Promediando medianoche, las luces del mítico Yankee Stadium alumbraban los vestigios de un campeón colapsando en su esquina, incapaz de salir a competir en el décimo cuarto round. Sugar Ray Robinson, considerado el mejor boxeador libra por libra de todos los tiempos, sufría el primer nocaut técnico de su carrera a manos de Joey Maxim, un más que respetable contrincante, quien en aquella velada no había hecho absolutamente nada para merecer la victoria. Robinson le había proferido una clase magistral de boxeo: con brillantez lo dominó técnicamente, pero su incesante actividad, a lo largo de trece rounds, lo dejó exhausto. Llevando sobre sí todo el peso de la pelea, de principio a fin, el ex monarca se deshidrató, producto de la exigencia física que le fuera demandada durante las horas previas, debiendo alcanzar el pesaje adecuado para validar la lucha por la corona.

Sucede que aquel representaba su debut en la categoría semipesado y, luego de reinar en el peso welter y en el peso medio a lo largo de la última década, el múltiple campeón debió adaptar su cuerpo al nuevo kilaje. El último acto heroico no fue posible. Sugar Ray buscaba la hazaña de convertirse en el primer triple campeón en la era de Queensberry, sin embargo el límite de 175 libras al que debió acceder, en un corto lapso de tiempo, acabo pasándole factura. Aquella fue la única derrota por nocaut que sufriera en el total de 202 peleas profesionales que disputara. El colapso de Robinson en su banquillo de salida fue un golpe al corazón para las esperanzas de los neoyorkinos: en las gradas; un total de 48.000 almas había sido testigo del permanente y rústico forcejeo de Maxim. Desesperada busca de contrarrestar la autoridad boxística de su siempre galante desafiante.

El sólo pensar que Sugar Ray Robinson se encontraba a seis minutos de gloria y que, al momento de ser detenida la pelea, lideraba holgadamente las tres tarjetas de los jurados, sólo agudiza el estupor que dejará como saldo uno de los giros más dramáticos en la historia del boxeo. Al sonar la última campana, el staff médico rodeó al púgil y lo examinó con profunda preocupación. Física y mentalmente agotado, su periplo había llegado tan lejos cómo humanamente posible. De rodillas, caído sobre sus brazos y a punto de escalar la cima de su propio Monte Everest, sus sueños se hacían añicos sobre el canvas. A su alrededor, el estadio bullía, convertido en un hervidero. Oficiada por el histórico referí Rudy Goldstein, la pelea pasaría a los anales del boxeo: el infernal cotejo había consumido la velocidad de pies y de manos de uno de los atletas más fenomenales que el último siglo haya visto.
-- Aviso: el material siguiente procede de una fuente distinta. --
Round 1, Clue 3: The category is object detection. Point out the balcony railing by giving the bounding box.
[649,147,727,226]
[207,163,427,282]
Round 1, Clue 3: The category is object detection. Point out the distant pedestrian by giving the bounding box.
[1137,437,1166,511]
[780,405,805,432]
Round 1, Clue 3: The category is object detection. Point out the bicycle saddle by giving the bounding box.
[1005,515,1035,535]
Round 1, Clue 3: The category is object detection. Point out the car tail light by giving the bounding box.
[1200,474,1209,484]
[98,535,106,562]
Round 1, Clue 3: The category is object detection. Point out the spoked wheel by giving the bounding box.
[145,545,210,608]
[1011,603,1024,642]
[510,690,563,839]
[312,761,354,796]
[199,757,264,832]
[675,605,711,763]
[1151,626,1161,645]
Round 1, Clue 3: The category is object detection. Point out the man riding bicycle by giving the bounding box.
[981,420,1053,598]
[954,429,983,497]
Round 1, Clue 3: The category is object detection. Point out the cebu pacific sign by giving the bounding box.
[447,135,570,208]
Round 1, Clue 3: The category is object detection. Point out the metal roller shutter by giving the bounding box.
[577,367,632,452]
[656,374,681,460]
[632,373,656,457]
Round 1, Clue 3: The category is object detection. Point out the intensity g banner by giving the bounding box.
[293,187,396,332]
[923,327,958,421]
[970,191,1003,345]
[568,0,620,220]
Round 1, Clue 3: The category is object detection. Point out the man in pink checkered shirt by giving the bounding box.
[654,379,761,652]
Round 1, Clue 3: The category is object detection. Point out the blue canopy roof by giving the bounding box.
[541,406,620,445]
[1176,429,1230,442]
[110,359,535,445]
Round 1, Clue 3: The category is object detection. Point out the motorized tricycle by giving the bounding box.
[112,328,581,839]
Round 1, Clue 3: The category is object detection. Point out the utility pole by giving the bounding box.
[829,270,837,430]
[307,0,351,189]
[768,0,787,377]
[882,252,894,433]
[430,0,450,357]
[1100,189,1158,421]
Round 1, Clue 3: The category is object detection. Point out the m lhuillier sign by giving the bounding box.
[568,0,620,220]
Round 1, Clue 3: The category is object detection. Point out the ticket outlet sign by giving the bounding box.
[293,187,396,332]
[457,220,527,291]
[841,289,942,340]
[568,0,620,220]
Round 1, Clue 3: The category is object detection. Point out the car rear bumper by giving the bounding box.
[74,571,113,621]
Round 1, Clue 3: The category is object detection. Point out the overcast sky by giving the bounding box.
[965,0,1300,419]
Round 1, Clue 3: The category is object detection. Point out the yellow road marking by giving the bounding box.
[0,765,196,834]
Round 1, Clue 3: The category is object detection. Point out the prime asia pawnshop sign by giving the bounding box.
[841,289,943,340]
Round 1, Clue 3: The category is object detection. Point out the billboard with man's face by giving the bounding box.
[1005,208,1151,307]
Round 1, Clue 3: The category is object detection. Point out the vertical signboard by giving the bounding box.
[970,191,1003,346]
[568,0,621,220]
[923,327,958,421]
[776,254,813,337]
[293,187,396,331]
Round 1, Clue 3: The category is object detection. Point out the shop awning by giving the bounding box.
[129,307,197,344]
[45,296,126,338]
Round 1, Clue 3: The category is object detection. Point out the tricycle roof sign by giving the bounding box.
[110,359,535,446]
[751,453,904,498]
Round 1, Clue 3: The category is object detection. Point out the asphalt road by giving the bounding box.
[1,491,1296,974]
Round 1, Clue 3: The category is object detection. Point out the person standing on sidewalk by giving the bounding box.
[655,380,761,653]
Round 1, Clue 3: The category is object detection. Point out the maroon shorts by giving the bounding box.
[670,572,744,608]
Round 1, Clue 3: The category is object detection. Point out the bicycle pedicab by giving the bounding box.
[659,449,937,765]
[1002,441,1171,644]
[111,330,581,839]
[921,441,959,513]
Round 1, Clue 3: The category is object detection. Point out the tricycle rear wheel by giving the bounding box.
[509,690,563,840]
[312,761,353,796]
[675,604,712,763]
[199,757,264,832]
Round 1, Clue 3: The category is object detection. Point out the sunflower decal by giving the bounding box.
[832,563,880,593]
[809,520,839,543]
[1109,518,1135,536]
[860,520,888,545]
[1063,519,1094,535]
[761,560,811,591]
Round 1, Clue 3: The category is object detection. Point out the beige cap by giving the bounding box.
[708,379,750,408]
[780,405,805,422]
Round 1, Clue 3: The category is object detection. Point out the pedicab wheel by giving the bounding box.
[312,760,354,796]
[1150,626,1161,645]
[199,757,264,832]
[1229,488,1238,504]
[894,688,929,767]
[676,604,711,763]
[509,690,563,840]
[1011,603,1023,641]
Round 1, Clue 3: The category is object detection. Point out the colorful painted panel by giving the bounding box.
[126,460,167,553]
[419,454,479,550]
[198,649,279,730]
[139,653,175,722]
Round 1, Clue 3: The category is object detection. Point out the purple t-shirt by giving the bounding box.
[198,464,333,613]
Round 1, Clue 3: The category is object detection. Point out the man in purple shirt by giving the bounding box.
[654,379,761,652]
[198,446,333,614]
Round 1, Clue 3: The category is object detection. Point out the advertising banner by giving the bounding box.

El mundo del cine ha testimoniado su excelencia sobre el cuadrilátero, plasmando en la gran pantalla (“Toro Salvaje”, 1980, de Martin Scorsese) una de las sagas más crudas y encarnizadas en la historia del pugilismo. Se enfrentó a su némesis Jake LaMotta, en un total de seis ocasiones, entre los años 1942 y 1951. Luego de aquella derrota con Maxim, Walker Smith Jr. -tal su nombre de nacimiento- continuaría luchando por el término de trece años más y volvería a coronarse campeón mundial en un par de ocasiones más, regresando al peso medio y transitando múltiples periplos, luchando en recintos europeos. Considerado el boxeador del siglo por la revista especializada ‘The Ring’ y por ’The Associated Press’, Robinson totalizaría el astronómico número de dos centenares de combates antes de retirarse, a la edad de cuarenta y tres años. Sería exaltado al Salón de la Fama de forma póstuma, en 1990.

Mientras tanto, el campeón reinante Joey Maxim, nunca sería el mismo luego de la brutal golpiza recibida. Habiendo expuesto su físico a condiciones climáticas en extremo degradantes, perdería la corona a manos del no menos emblemático Archie Moore, seis meses más tarde. Su declive sería irreversible: encadenaría un total de seis derrotas consecutivas, antes de retirarse en 1958. Poseedor de uno de los jabs más efectivos y destructivos en la historia del boxeo, poco quedaba de su entereza luego de aquella noche donde el tiempo se detuvo, derritiendo los relojes.